Moreover, Mitchell has failed to demonstrate that a business harm would result from disclosure of the interrogatory responses to the HealthLift Defendants. Mitchell claims the HealthLift Defendants have already learned about and misappropriated the trade secrets at issue, and Mitchell has not explained how allowing the HealthLift Defendants to review the interrogatory responses identifying the allegedly misappropriated trade secrets would cause further harm. See Core Labs. LP v. AmSpec, No. 16-0526, 2017 U.S. Dist. LEXIS 132317, at * 8 (S.D. Ala. Aug. 18, 2017) (unpublished) (rejecting request for attorneys'-eyes-only designation where "Plaintiffs essentially accuse Defendants of having taken the information but do not want Defendants to be able to see the information Plaintiffs claim Defendants stole."). At the hearing on this motion, Mitchell argued the business harm was implicit. But as noted above, the interrogatory responses merely describe the categories of information and processes Mitchell claims were misappropriated, without providing the underlying data or documents. Mitchell has not identified a business harm that would result from the disclosure of such generalized information to the HealthLift Defendants, particularly given its own allegations that the HealthLift Defendants previously acquired and misused that information. See Nutratech, 242 F.R.D. at 554 ("[T]he moving party must make a clear showing of a particular and specific need for the order."). Under the standard protective order, Mitchell's responses would be confidential. Mitchell never even argued that it had any legitimate basis for concern that the HealthLift Defendants might disobey these standard protections such at an attorneys'-eyes-only designation would be necessary.

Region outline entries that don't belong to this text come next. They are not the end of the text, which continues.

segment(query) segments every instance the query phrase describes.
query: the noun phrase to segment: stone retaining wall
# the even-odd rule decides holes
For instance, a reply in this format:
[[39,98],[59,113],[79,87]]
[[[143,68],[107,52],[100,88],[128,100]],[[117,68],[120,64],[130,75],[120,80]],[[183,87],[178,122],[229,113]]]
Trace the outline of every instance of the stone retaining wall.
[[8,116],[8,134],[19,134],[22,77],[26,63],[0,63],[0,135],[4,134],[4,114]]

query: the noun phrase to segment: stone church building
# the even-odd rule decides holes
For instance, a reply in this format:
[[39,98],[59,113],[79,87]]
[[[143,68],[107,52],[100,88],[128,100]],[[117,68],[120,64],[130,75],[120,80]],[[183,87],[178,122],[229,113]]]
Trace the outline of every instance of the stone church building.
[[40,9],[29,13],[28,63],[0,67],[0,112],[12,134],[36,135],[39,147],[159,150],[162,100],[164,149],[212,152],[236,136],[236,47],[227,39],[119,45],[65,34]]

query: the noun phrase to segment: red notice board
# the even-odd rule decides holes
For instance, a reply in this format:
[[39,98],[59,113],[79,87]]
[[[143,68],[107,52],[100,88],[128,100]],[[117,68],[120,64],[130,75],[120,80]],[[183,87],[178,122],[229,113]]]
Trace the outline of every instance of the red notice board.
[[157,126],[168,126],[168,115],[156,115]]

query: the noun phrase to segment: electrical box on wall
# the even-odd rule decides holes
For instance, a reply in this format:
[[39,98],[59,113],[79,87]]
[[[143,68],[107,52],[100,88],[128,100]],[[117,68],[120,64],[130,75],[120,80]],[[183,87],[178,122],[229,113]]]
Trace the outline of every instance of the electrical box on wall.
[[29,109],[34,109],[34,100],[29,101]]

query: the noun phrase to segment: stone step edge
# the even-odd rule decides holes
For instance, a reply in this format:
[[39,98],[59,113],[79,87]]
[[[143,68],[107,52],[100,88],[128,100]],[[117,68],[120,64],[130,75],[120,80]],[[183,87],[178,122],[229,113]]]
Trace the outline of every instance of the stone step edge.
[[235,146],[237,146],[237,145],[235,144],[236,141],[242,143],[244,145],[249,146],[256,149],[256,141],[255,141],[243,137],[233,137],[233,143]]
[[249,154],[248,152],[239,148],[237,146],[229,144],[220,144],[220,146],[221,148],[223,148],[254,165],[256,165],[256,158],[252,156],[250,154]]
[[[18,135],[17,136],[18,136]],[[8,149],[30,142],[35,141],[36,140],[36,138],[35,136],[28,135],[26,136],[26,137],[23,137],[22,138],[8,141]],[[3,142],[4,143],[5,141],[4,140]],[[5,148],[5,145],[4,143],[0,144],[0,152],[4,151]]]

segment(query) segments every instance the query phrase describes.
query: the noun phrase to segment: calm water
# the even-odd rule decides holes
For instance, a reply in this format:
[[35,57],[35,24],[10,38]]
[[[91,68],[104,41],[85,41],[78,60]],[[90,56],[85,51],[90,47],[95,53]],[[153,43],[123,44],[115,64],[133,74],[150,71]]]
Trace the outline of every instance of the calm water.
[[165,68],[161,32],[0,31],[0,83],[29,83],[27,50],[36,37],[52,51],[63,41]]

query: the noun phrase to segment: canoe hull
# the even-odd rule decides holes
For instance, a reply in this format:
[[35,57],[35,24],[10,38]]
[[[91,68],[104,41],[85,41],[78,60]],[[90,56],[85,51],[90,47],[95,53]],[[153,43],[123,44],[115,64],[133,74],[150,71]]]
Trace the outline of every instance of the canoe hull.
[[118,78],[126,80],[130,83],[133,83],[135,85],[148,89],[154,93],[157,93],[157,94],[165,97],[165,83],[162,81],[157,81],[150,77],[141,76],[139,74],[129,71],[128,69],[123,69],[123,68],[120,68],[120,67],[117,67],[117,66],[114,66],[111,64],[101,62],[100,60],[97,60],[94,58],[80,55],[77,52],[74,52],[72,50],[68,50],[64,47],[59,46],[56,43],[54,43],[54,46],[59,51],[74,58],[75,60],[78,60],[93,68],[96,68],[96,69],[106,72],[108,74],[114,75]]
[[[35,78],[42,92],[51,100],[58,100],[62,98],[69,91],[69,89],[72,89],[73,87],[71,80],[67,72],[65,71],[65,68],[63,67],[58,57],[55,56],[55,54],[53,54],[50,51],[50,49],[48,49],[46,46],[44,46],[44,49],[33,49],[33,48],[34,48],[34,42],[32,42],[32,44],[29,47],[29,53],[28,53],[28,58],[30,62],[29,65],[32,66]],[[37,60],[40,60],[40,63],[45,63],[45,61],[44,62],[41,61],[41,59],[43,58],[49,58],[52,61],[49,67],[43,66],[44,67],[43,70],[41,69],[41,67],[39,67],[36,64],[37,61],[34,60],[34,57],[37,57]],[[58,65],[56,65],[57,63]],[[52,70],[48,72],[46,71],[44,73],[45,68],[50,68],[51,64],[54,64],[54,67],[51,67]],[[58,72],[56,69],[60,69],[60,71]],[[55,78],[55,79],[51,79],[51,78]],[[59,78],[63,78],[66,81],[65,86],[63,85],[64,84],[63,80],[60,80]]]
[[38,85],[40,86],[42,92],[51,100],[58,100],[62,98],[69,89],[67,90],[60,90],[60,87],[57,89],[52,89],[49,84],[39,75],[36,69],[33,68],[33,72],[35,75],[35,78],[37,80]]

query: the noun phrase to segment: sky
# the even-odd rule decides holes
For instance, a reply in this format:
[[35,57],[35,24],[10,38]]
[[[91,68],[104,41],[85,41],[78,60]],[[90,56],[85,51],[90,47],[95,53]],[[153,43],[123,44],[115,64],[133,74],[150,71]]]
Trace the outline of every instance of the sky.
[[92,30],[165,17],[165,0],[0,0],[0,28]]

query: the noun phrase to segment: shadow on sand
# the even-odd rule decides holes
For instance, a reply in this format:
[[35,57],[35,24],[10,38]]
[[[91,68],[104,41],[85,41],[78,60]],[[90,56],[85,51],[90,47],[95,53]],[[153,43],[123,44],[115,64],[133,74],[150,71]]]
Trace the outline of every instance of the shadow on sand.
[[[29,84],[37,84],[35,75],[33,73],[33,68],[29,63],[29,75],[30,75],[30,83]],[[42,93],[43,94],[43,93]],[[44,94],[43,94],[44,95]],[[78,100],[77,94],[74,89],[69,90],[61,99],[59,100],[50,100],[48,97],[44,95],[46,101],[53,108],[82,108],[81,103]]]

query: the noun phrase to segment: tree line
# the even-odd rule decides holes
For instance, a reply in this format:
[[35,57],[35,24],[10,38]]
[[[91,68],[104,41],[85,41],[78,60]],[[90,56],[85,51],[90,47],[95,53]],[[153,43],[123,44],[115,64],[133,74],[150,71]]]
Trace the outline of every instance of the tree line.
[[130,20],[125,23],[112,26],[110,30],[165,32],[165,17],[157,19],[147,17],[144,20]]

On the other hand, restricting the HealthLift Defendants' access to the interrogatory responses would significantly impair their ability to defend against the misappropriation claim. In a misappropriation case, "it is difficult, if not impossible, for the defendant to mount a defense until it has some indication of the trade secrets allegedly misappropriated." DeRubeis v. Witten Techs., Inc., 244 F.R.D. 676, 681 (N.D. Ga. 2007). The HealthLift Defendants must know broadly what trade secrets are at issue in order to address whether they had access to that information while employed at Mitchell, whether that information was treated as confidential, and whether their knowledge of that information came from Mitchell or some other source. Those issues can be addressed only by the parties themselves, not by retained experts, as Mitchell contends. Cf. Nutratech, 242 F.R.D. at 555-56 (allowing attorneys'-eyes-only designation where party failed to provide specific reasons why it needed access to customer and supplier lists); Gaymar Indus., 2007 U.S. Dist. LEXIS 12086, at * 11-12 (concluding that where party requested access to trade secrets solely due to party's expertise in the field, retained experts could provide that assistance). Because Mitchell's interrogatory responses merely identify which trade secrets are at issue in their misappropriation claim, maintaining the attorneys'-eyes-only designation for the interrogatory responses would prevent the HealthLift Defendants from defending against the misappropriation claim. See Martinez, 2009 U.S. Dist. LEXIS 12270, at *8 ("Defendants' request to keep information from Plaintiff implicates Plaintiff's due process rights to have a full and fair opportunity to litigate.").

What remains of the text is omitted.